Chairman of the South Carolina Republican Party
- In office 1968–1971
- Preceded by: Harry S. Dent, Sr.
- Succeeded by: C. Kenneth Powell

Personal details
- Born: February 3, 1927 Forestville, North Carolina
- Died: May 30, 2016 (aged 89) Darlington, South Carolina
- Spouse: Vi Harris
- Alma mater: Wake Forest University
- Occupation: Real estate

= Raymond A. Harris =

American politician

Raymond A. Harris (February 3, 1927 – May 30, 2016) was the chairman of the South Carolina Republican Party from 1968–1971.

Serving in WW2 in the Naval Air Corps, Ray graduated from Wake Forest in 1950 with a Bachelor of Arts.

From 1965 to 1968, he was the Executive Director of the South Carolina Republican Party under SCGOP Chairman Harry S. Dent, Sr.; He was State Chairman of the SC Republican Party from 1968–1971; Delegate from South Carolina to the Republican national Convention 1976 in Kansas City, KS; Member, Republican national Committee from SC 1976–1980.

In 1974 he was appointed to the national Corp. of Housing Partnerships from President Nixon.
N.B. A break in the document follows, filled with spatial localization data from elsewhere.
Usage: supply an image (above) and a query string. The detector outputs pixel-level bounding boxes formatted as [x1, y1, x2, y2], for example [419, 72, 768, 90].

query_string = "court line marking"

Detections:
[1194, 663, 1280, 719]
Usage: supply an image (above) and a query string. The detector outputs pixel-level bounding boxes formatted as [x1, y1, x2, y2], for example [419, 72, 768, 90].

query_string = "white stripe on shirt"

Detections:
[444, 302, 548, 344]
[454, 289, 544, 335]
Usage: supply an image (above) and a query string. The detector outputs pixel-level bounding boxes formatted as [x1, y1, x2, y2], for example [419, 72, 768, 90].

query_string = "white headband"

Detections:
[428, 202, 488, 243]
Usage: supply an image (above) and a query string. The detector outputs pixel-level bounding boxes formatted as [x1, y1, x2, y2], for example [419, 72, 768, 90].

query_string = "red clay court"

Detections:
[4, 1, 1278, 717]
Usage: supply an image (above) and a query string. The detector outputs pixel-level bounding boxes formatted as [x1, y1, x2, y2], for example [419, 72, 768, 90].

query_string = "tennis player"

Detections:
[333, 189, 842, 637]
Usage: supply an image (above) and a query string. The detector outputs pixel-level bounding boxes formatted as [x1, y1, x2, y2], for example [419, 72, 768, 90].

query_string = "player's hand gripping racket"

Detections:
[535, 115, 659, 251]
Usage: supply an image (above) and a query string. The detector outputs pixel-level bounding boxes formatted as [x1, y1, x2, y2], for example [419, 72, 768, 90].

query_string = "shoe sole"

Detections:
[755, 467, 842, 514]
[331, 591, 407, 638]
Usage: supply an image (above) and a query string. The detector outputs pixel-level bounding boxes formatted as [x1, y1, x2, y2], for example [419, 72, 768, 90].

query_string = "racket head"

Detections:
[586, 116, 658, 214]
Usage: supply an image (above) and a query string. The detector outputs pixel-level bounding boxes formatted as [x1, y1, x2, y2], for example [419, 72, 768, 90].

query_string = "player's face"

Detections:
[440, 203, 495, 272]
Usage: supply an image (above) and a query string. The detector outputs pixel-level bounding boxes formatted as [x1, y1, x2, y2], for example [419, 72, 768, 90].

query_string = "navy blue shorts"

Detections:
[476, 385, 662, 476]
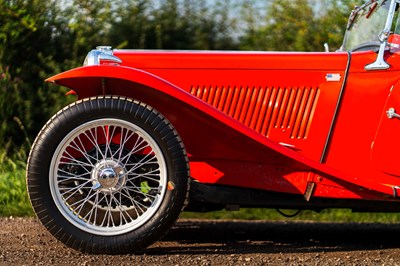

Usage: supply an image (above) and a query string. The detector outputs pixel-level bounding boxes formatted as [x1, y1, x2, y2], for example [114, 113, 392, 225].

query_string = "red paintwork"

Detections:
[46, 48, 400, 203]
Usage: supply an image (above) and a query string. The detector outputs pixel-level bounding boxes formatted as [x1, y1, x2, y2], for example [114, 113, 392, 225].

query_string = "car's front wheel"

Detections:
[26, 96, 189, 254]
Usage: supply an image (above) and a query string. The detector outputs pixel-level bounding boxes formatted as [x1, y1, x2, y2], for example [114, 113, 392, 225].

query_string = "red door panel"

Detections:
[372, 82, 400, 176]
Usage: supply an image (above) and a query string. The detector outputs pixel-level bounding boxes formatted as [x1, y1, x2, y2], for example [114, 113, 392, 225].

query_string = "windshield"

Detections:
[341, 0, 392, 51]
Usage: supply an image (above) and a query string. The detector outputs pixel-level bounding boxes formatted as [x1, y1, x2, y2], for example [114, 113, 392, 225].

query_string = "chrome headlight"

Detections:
[83, 46, 122, 66]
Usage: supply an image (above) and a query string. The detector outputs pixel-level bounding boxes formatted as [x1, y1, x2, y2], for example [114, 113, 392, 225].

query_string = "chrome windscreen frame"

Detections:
[366, 0, 400, 70]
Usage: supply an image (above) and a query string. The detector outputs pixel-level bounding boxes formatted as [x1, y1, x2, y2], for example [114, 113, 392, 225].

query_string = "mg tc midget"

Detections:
[26, 0, 400, 254]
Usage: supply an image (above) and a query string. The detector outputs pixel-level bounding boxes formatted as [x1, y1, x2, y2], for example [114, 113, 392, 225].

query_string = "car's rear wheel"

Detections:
[27, 96, 189, 254]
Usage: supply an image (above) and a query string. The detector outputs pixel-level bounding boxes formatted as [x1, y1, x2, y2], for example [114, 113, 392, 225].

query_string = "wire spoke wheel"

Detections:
[27, 96, 189, 254]
[51, 119, 167, 235]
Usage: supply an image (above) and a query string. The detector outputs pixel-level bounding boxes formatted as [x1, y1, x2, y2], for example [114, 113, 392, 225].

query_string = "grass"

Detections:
[182, 208, 400, 223]
[0, 149, 33, 217]
[2, 147, 400, 223]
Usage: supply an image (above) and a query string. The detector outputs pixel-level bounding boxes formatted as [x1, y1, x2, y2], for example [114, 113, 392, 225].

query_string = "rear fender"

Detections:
[46, 65, 395, 196]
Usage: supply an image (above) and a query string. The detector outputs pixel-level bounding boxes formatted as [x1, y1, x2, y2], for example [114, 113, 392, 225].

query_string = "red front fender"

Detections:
[46, 65, 395, 196]
[46, 65, 297, 160]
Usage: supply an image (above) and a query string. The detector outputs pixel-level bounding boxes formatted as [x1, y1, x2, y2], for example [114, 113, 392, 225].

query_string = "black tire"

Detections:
[26, 96, 189, 254]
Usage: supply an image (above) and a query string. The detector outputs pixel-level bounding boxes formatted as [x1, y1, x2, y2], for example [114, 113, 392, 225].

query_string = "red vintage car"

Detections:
[26, 0, 400, 254]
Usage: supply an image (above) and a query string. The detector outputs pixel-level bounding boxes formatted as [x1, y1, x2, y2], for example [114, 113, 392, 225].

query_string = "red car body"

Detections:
[46, 34, 400, 204]
[26, 0, 400, 254]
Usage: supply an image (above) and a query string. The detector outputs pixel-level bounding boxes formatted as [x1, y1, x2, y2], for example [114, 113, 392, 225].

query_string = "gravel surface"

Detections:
[1, 217, 400, 265]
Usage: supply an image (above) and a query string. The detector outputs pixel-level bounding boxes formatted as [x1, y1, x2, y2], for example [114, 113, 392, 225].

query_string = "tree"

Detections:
[65, 0, 115, 60]
[0, 0, 72, 154]
[239, 0, 268, 50]
[264, 0, 318, 51]
[108, 0, 152, 49]
[315, 0, 358, 51]
[239, 0, 356, 52]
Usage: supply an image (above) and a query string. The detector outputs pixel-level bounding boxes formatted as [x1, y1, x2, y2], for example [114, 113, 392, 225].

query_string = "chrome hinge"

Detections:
[387, 108, 400, 119]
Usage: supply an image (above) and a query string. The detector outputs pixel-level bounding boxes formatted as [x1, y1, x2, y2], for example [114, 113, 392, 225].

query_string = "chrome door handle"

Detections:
[387, 108, 400, 119]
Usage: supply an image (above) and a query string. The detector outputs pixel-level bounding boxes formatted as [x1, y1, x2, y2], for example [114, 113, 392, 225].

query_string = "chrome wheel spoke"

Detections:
[71, 188, 96, 215]
[85, 128, 106, 161]
[121, 152, 157, 178]
[60, 179, 92, 199]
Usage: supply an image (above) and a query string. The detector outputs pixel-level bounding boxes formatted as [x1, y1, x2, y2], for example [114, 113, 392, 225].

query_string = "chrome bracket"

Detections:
[365, 41, 390, 70]
[304, 182, 316, 202]
[365, 0, 398, 71]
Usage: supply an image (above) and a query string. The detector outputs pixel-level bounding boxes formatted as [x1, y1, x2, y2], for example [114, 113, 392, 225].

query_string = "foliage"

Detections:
[182, 208, 400, 223]
[239, 0, 357, 51]
[0, 0, 73, 155]
[0, 149, 33, 216]
[314, 0, 358, 51]
[0, 65, 30, 154]
[266, 0, 318, 51]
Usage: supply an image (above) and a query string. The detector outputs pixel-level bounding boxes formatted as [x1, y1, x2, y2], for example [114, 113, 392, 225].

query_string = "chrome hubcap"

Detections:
[92, 159, 126, 192]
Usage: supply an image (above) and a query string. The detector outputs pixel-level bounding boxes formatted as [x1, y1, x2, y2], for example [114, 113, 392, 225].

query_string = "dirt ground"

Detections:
[1, 217, 400, 266]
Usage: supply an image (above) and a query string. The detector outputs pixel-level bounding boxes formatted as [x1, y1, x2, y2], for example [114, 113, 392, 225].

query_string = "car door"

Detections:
[372, 80, 400, 176]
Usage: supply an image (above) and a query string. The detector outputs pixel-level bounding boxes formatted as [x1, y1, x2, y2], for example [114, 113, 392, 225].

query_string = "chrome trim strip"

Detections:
[320, 51, 351, 163]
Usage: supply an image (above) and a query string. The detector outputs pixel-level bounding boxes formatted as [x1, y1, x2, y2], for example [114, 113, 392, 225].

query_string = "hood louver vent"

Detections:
[190, 85, 320, 139]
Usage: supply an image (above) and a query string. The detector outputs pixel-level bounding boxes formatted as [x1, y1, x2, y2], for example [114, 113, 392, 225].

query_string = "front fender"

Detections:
[46, 65, 395, 196]
[46, 65, 306, 159]
[46, 65, 186, 99]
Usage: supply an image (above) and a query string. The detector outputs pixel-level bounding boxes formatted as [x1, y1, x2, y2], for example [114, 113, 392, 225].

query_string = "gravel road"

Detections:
[1, 217, 400, 265]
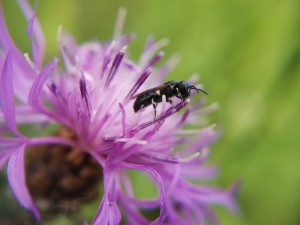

In 1984 he was appointed Regional Administrator of HUD Region IV Atlanta, GA by HUD Secretary, Sam Pierce and reappointed in 1987 by then Secretary of HUD Jack Kemp.

In 1991 President Bush conferred the Rank of Meritorious Executive, Senior Executive Service, "For Sustained accomplishments in Managing HUD Programs" in the 8 southeastern states, including Puerto Rico.

He was the Director, Darlington County Economic Development from 1996–2003.